Nel nostro settore c’è chi si occupa di sinistri di frequenza, chi di sinistri di medio taglio e chi di sinistri complessi, fino a giungere ad alcune figure professionali uniche, in grado di gestire sinistri molto particolari, con specificità note a pochi.

Tutto ciò sembrerebbe scontato e logico. Sono indispensabili, per l’incarico, scelte meritocratiche legate alla specificità del caso da affrontare.

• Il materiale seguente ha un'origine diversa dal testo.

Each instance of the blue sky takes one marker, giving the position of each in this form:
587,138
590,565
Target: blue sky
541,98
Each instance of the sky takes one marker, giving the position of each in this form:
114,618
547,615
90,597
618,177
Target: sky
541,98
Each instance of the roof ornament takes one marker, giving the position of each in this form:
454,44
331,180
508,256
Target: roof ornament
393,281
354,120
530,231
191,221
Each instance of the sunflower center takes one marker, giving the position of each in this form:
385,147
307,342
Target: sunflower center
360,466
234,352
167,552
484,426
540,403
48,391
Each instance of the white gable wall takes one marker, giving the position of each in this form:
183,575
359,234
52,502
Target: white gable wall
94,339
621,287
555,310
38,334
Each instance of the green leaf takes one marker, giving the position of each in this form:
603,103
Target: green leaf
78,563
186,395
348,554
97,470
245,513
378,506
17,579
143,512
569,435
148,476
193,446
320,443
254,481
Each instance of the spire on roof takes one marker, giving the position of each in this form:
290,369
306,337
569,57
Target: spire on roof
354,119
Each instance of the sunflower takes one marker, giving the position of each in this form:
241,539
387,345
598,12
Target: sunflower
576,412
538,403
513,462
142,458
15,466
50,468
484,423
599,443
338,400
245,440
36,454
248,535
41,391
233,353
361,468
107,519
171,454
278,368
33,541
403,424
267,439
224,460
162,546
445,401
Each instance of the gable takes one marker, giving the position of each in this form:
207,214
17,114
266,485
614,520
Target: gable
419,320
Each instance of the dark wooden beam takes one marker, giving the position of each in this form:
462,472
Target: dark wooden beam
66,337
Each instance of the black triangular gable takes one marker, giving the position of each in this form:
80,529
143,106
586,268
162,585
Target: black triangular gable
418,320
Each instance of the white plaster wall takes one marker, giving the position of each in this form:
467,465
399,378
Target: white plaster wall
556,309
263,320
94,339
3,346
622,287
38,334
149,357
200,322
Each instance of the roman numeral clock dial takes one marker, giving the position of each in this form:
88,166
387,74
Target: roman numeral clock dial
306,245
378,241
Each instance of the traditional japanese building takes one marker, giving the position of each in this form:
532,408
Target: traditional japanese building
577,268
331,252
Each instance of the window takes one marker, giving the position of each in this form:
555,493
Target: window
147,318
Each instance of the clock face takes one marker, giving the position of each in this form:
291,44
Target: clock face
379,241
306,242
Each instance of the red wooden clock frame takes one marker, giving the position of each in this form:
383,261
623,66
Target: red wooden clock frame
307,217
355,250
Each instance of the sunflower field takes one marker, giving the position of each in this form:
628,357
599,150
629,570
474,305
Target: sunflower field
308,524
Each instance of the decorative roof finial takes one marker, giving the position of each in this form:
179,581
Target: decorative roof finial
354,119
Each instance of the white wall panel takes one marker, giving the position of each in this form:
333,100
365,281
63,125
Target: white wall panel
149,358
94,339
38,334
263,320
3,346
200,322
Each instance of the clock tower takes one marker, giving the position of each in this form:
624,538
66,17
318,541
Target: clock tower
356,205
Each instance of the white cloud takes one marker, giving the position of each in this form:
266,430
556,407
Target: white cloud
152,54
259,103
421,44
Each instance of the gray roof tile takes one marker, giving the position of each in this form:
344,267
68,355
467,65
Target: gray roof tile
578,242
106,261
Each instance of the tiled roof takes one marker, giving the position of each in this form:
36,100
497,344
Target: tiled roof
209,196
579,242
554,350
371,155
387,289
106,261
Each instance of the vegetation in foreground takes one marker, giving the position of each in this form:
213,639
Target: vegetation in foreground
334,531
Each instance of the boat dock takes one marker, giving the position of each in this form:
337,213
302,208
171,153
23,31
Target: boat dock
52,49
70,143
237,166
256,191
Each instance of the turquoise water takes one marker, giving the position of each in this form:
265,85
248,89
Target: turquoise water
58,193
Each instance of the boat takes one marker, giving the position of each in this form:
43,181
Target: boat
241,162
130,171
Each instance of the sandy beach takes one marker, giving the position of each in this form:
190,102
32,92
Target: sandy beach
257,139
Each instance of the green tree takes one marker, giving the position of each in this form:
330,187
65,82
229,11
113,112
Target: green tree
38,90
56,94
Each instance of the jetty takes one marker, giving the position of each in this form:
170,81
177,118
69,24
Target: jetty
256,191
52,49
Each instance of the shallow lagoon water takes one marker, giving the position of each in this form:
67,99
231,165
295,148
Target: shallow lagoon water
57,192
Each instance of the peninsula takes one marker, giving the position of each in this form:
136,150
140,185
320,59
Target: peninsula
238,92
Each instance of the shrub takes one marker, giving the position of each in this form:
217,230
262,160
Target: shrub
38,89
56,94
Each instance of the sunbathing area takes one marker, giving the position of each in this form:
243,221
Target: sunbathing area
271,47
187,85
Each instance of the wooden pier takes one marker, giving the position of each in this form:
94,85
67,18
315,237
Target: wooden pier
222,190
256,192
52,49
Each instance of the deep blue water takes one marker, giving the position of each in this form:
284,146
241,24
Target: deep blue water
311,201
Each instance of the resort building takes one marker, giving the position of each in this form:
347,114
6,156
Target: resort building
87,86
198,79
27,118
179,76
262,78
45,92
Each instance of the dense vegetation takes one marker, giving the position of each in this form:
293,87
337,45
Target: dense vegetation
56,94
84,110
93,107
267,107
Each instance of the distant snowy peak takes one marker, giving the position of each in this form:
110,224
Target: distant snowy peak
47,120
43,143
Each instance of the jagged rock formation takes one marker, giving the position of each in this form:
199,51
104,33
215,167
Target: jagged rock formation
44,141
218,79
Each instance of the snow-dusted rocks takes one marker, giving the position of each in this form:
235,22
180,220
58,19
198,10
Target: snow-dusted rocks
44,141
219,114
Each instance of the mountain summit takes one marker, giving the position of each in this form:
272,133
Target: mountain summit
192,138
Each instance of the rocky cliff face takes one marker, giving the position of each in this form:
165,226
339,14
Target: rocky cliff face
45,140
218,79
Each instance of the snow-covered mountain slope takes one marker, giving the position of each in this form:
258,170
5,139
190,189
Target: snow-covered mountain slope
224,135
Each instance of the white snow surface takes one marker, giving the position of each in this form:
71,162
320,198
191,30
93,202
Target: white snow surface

Da sempre Aipai, nei suoi circa 50 anni di vita, è stata paladina della formazione dei propri soci, organizzando periodicamente meeting, incontri, convegni e soprattutto giornate dedicate all’approfondimento di argomenti specifici per l’aggiornamento professionale. Aipai è cofondatore di Cineas, che ha un ruolo fondamentale nella formazione e garantisce a chi si affaccia per la prima volta a questa finestra professionale di intraprendere un cammino su basi solide. Egualmente riesce a fornire a chi già opera nel settore, talvolta anche da decenni, una formazione specialistica attraverso corsi di elevato standard e specificità.
Ebbene, nonostante il campo sia così vasto e diversificato, a volte la risposta in termini di affidamento di un incarico al professionista più idoneo a svolgerlo non appare allineata. Il motivo di ciò, a mio avviso, è legato a quanto riportato nell’articolo del già citato collega Vaiano, per cui la gestione del sinistro non sempre è intesa come opportunità per offrire il migliore servizio possibile al cliente a dimostrazione della serietà e solidità dell’assicuratore.
Quando qualità è sinonimo di velocità

Non sempre il risultato della prestazione professionale è legato all’analisi di un quadro tecnico completo e di quali possano essere le misure preventive da adottare per evitare analoghe occorrenze in futuro, o all’applicazione della polizza con coinvolgimento delle parti interessate affinché le stesse siano realmente partecipi e abbiano contezza di limitazioni o insufficienze assicurative e dei criteri liquidativi. Nulla di tutto questo. La soluzione di un caso appare piuttosto connessa con tempi di consegna, liquidato medio, pronta liquidazione, così non aprendo il campo a una meritocrazia professionale, ma a chi meglio riesce a gestire le esigenze di alta velocità. Oggi non sempre, come invece fino ad alcuni anni fa avveniva, si affronta una problematica chiedendo allo specialista più competente e adatto di analizzarla, formulare un giudizio e risolvere il problema sotto il profilo tecnico. Oggi la scelta è, per utilizzare una metafora, tra Italo e Frecciarossa: chi tra i due riesce a raggiungere la destinazione in un solo minuto in meno, a un costo di un solo euro in meno, rappresenta la scelta vincente.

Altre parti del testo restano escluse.